1) Roberto Calasso observa (49 degraus), sobre a situação de Adorno quando escreve Minima Moralia, que "seu momento de máxima força criativa coincide com a situação de máxima vulnerabilidade" - pois Adorno recém havia chegado aos Estados Unidos, como milhares de outros, fugindo da Guerra. Sem dinheiro, e sem ter onde cair morto, teve que assimilar uma quantidade brutal de novidades sem poder pensar muito em suas limitações, sofrimentos ou preferências.
2) O método escolhido foi o aforístico - breve, conciso, de um só fôlego (quase como um blog que se escreve durante o trabalho), que já contava com larga tradição na língua alemã. Movimentos de dissecação muito precisos, que Adorno ensaia para abarcar a cultura em sua face monstruosa, midiática, multisensível, atabalhoada, que ainda nascia.
3) Isso foi em 1944. Ao longo de 1940, Walter Benjamin experimentou algo semelhante, porque fugia do nazismo, havia sido preso, e também lutava cognitivamente para apreender um estado de coisas delirante. Também com o gênero aforístico, às pressas: as teses que formam o ensaio Sobre o conceito de história foram escritas em pedaços de papel encontrados ao acaso, escritas sobre a coxa, escritas na penumbra, dentro de um trem, até que se juntaram em uma sucessão de iluminações.
4) Essa é a costura indissolúvel entre contingência e expressão (como os microgramas de Walser), e tanto Minima Moralia quanto as teses sobre a história (e o contexto que possibilitou...) sobrevivem ainda hoje, subterraneamente, como um capítulo em potência de uma história abreviada do pensamento portátil, talvez.

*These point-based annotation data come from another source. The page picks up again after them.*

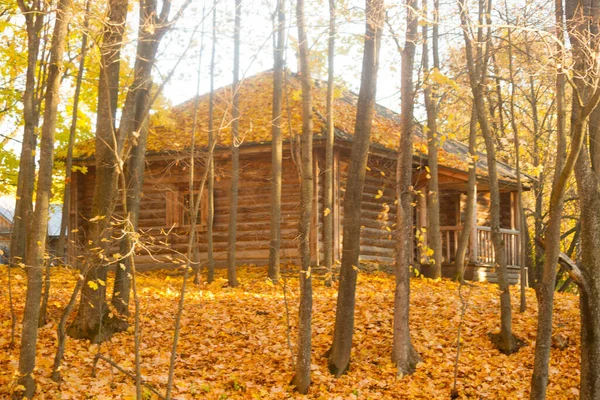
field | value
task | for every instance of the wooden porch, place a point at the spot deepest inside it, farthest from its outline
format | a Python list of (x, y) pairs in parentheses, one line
[(480, 253)]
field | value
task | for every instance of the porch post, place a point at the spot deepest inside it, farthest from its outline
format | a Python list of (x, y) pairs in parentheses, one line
[(473, 244), (314, 231)]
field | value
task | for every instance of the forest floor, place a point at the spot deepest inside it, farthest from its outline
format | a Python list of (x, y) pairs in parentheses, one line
[(234, 342)]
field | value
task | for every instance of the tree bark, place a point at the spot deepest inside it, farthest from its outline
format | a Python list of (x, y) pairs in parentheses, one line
[(211, 145), (544, 287), (277, 145), (235, 152), (34, 20), (433, 234), (470, 217), (339, 358), (302, 374), (36, 241), (329, 173), (403, 353), (505, 341), (93, 321), (133, 128), (66, 210)]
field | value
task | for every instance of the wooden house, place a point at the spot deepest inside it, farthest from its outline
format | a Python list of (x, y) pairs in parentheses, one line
[(164, 219)]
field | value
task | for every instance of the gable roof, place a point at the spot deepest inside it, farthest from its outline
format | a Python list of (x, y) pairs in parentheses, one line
[(170, 131)]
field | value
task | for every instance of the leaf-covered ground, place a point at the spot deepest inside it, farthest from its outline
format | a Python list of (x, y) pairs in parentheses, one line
[(234, 342)]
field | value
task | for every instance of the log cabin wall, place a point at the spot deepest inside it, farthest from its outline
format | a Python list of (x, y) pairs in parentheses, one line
[(483, 209), (378, 214), (163, 215)]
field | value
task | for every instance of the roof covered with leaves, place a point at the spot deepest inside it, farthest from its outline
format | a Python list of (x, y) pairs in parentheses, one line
[(171, 130)]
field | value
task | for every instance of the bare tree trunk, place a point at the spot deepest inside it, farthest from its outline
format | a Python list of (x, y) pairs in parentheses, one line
[(133, 128), (36, 243), (34, 20), (329, 177), (341, 348), (211, 145), (277, 145), (505, 341), (520, 209), (403, 353), (66, 210), (46, 292), (582, 28), (235, 152), (470, 217), (545, 285), (302, 374), (93, 321), (434, 238)]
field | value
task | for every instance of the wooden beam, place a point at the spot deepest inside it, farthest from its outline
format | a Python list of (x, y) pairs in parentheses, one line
[(73, 220), (314, 223), (337, 251), (473, 244)]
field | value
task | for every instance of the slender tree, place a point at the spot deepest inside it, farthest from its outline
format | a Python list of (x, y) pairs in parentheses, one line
[(36, 241), (66, 209), (34, 22), (339, 357), (235, 151), (470, 215), (93, 321), (582, 19), (434, 237), (328, 184), (505, 341), (520, 209), (545, 285), (277, 144), (133, 128), (403, 353), (302, 376), (211, 145)]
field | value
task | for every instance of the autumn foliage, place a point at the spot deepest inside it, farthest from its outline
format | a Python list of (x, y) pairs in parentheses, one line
[(234, 342)]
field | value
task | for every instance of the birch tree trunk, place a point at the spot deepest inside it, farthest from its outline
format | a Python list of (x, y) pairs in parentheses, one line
[(302, 374), (36, 241), (277, 144), (235, 152)]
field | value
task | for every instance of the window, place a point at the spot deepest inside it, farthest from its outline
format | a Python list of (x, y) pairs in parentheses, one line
[(179, 206)]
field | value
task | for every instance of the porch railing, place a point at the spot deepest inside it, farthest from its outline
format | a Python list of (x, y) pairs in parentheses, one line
[(485, 249)]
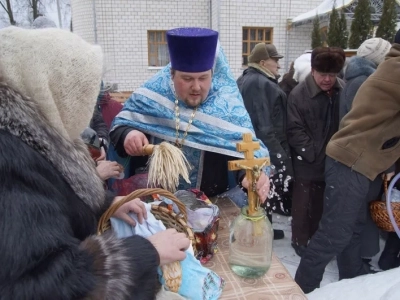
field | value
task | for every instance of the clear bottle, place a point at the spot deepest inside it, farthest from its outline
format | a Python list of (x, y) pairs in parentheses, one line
[(250, 244)]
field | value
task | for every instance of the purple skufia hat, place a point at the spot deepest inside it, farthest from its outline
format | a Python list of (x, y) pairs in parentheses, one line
[(192, 49)]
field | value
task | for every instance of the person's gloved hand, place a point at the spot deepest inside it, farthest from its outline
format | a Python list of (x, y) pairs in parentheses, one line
[(107, 169)]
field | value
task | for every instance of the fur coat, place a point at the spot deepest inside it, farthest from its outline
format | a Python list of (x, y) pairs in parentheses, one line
[(50, 202)]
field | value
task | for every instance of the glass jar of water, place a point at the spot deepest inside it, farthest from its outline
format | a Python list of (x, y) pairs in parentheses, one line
[(250, 244)]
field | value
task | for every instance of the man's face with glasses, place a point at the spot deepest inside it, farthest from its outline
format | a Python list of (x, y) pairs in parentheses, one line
[(324, 80)]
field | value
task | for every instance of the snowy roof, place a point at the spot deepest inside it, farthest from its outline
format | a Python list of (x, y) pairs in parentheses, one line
[(323, 8)]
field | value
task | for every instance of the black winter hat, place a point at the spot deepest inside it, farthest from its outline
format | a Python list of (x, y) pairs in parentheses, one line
[(328, 59)]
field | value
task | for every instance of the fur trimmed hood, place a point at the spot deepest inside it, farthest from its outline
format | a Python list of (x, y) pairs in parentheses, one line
[(359, 66), (22, 117)]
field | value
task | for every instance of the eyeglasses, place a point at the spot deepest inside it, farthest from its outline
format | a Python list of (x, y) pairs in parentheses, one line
[(330, 75)]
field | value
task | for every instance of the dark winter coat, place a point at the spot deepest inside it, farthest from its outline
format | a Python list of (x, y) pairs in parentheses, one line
[(313, 117), (266, 104), (369, 140), (97, 124), (288, 83), (50, 201), (357, 71)]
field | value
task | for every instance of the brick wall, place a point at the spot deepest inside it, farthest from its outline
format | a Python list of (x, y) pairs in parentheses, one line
[(122, 29)]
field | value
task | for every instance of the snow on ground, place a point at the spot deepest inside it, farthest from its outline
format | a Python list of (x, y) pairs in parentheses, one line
[(369, 287)]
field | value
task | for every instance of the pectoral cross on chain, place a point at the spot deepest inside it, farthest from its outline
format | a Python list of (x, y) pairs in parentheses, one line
[(253, 167)]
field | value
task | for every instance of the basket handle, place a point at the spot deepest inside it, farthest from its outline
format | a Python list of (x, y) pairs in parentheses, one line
[(385, 185), (137, 194)]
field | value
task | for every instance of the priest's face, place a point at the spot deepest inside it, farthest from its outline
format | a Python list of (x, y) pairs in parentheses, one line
[(192, 88)]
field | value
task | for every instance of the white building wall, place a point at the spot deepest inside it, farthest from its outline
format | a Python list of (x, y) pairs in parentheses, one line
[(122, 29), (236, 14), (83, 19)]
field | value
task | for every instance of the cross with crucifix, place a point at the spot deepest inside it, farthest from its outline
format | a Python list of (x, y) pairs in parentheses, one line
[(253, 167)]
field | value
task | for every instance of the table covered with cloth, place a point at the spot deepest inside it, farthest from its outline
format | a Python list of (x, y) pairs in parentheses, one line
[(276, 284)]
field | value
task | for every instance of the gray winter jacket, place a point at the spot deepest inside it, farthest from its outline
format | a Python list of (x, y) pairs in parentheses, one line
[(357, 71)]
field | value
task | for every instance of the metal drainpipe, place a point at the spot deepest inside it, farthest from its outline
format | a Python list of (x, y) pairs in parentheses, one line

quarta-feira, 9 de setembro de 2009

Ronald Firbank

1) Me persegue uma frase de Bartleby & companhia, em que alguém comenta: “entre meus autores preferidos estão Robert Walser e Ronald Firbank, e todos os autores preferidos por Walser e por Firbank, e todos os autores que estes, por sua vez, preferiam” (p.28). Ronald Firbank nasceu em Londres, 17 de janeiro de 1886. Morreu em Roma, 21 de maio de 1926 (ano em que Marinetti passeava pelo Brasil) - com 40 anos, portanto. Filho de lorde, viveu de herança. Viajou muito: Espanha, Itália, Oriente Médio, Norte da África.
2) Resta saber se foi ao sujo, como Flaubert ou Sir Richard Francis Burton, ou se foi ao turístico típico, como, sei lá, Cees Nooteboom (ou se viajou sem sair da cabine, como fez outro milionário, Raymond Roussel). Escreveu um livro que talvez esteja relacionado a isso: Sorrow in Sunlight, de 1925, rebatizado pelo editor como Prancing Nigger, ou seja, Nêgo saltitante - a trama transcorre em um país semelhante a Cuba ou o Haiti. Estudou em Cambridge, que abandonou antes de se formar. Escreveu contos, romances e peças de teatro. Virou católico com pouco mais de 20 anos de idade.
3) E nesse ponto aparece um livro que me faz pensar muito mais em Rodolfo Wilcock do que em Robert Walser para acompanhar Firbank nas preferências de Bartleby & companhia. Trata-se de Concerning the eccentricities of Cardinal Pirelli, de 1926, o único título de Firbank traduzido ao espanhol: De las excentricidades del Cardenal Pirelli. O religioso do título inicia o livro batizando um cachorro e finaliza-o correndo nu atrás de um coroinha. Um humor irlandês, talvez, à maneira de Flann O'Brien e Joyce e Beckett (um humor delirante como o de Hrabal), mas com um toque homossexual (há um artigo sobre Firbank intitulado o escritor de unhas vermelhas (Alan Hollinghurst o compara a Proust, inclusive)). Enfim, ainda muito a descobrir de Firbank.